Sputum rheology provides objective and quantitative properties, with relatively low variability in the measured quantities, provided that samples are properly vortexed immediately after collection. While access to a rheometer may be a constraint in some laboratories, the ability to freeze samples at \(-80\,\,^{\circ }\hbox {C}\) without losing their rheological properties makes it possible to overcome this limitation. Several practical points should also be taken into consideration when performing rheological measurements. First, samples should be correctly loaded into the rheometer as incorrect placement is a major source of measurement artefact. Second, measurements should be carried out promptly as mucus samples are prone to dehydration at physiological temperature, which greatly increases the variability of rheological measurements35. The use of commercially available solvent traps attenuates this difficulty35. Third, high shears at the upper end of the amplitude sweep protocol may partly drive the sample out of the geometries, making the rheological results unexploitable in this limit. This is the reason why we limit our analysis to the critical point, when the sample starts flowing, without considering the flowing region itself. All considered, practical difficulties can be quite easily overcome, making sputum rheology a reliable method that could be broadly exploited in biophysical and preclinical research.

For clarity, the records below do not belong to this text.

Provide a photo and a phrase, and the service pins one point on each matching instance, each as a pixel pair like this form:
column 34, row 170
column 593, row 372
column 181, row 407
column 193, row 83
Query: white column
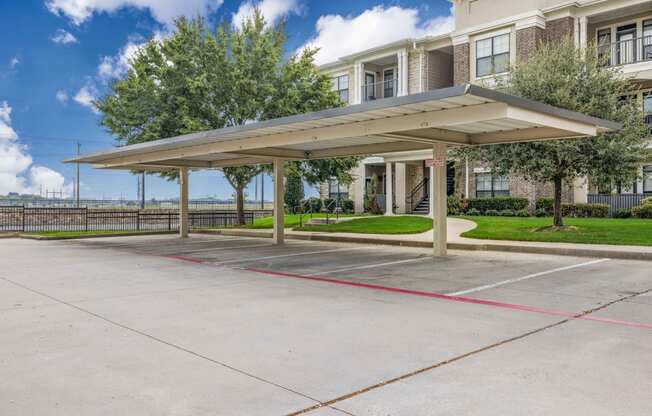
column 402, row 75
column 183, row 203
column 359, row 188
column 389, row 194
column 440, row 209
column 400, row 187
column 431, row 193
column 279, row 202
column 581, row 190
column 358, row 82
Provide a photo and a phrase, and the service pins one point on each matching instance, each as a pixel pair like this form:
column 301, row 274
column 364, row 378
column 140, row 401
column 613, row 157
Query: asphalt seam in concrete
column 162, row 341
column 367, row 389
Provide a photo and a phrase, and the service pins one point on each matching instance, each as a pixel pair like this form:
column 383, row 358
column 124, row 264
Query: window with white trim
column 340, row 84
column 492, row 55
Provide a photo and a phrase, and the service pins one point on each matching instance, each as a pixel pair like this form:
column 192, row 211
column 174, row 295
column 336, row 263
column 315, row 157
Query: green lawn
column 73, row 234
column 291, row 220
column 376, row 225
column 586, row 230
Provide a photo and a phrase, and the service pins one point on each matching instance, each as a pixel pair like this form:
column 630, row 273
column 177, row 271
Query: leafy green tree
column 198, row 79
column 293, row 187
column 563, row 76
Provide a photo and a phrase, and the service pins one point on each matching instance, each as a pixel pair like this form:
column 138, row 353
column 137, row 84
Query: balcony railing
column 627, row 51
column 377, row 90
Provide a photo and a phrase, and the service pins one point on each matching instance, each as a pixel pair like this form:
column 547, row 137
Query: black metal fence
column 28, row 219
column 616, row 202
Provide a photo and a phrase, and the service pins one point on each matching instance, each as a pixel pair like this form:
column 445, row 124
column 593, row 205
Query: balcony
column 626, row 52
column 377, row 90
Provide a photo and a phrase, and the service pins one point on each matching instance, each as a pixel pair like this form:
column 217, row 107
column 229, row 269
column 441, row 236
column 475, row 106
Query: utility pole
column 142, row 190
column 77, row 187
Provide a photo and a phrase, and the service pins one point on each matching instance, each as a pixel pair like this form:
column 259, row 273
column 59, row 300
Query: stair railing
column 418, row 194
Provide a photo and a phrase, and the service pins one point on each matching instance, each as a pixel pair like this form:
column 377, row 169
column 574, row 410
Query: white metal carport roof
column 465, row 115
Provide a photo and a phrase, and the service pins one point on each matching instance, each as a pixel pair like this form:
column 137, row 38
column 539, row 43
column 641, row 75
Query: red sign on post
column 436, row 162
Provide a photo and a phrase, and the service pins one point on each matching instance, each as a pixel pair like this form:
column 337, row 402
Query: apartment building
column 489, row 36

Overall, the present investigation draws guidelines towards a justified protocol for sputum rheometry. The existence of such protocol would benefit to both fundamental and clinical studies as the results given by different groups could be easily contrasted and related without concerns about the methodology. For instance, understanding the relation between healthy and diseased mucus composition with its structure and flowing abilities could help first to understand the influence of viscoelasticity in mucus clearance. Then, the study of sputum rheology could also help to assess which elements from its composition (bacterial load, immune response, DNA, mucins, etc.) are abnormal. In clinical context, the personalised surveillance and monitoring of muco-obstructive lung diseases is still a major challenge due to the lack of quantitative biomarkers, especially on the early detection of exacerbations36 and its immediate treatment. The demonstrated practical ability to perform unified rheological measurements could help tackling this challenge.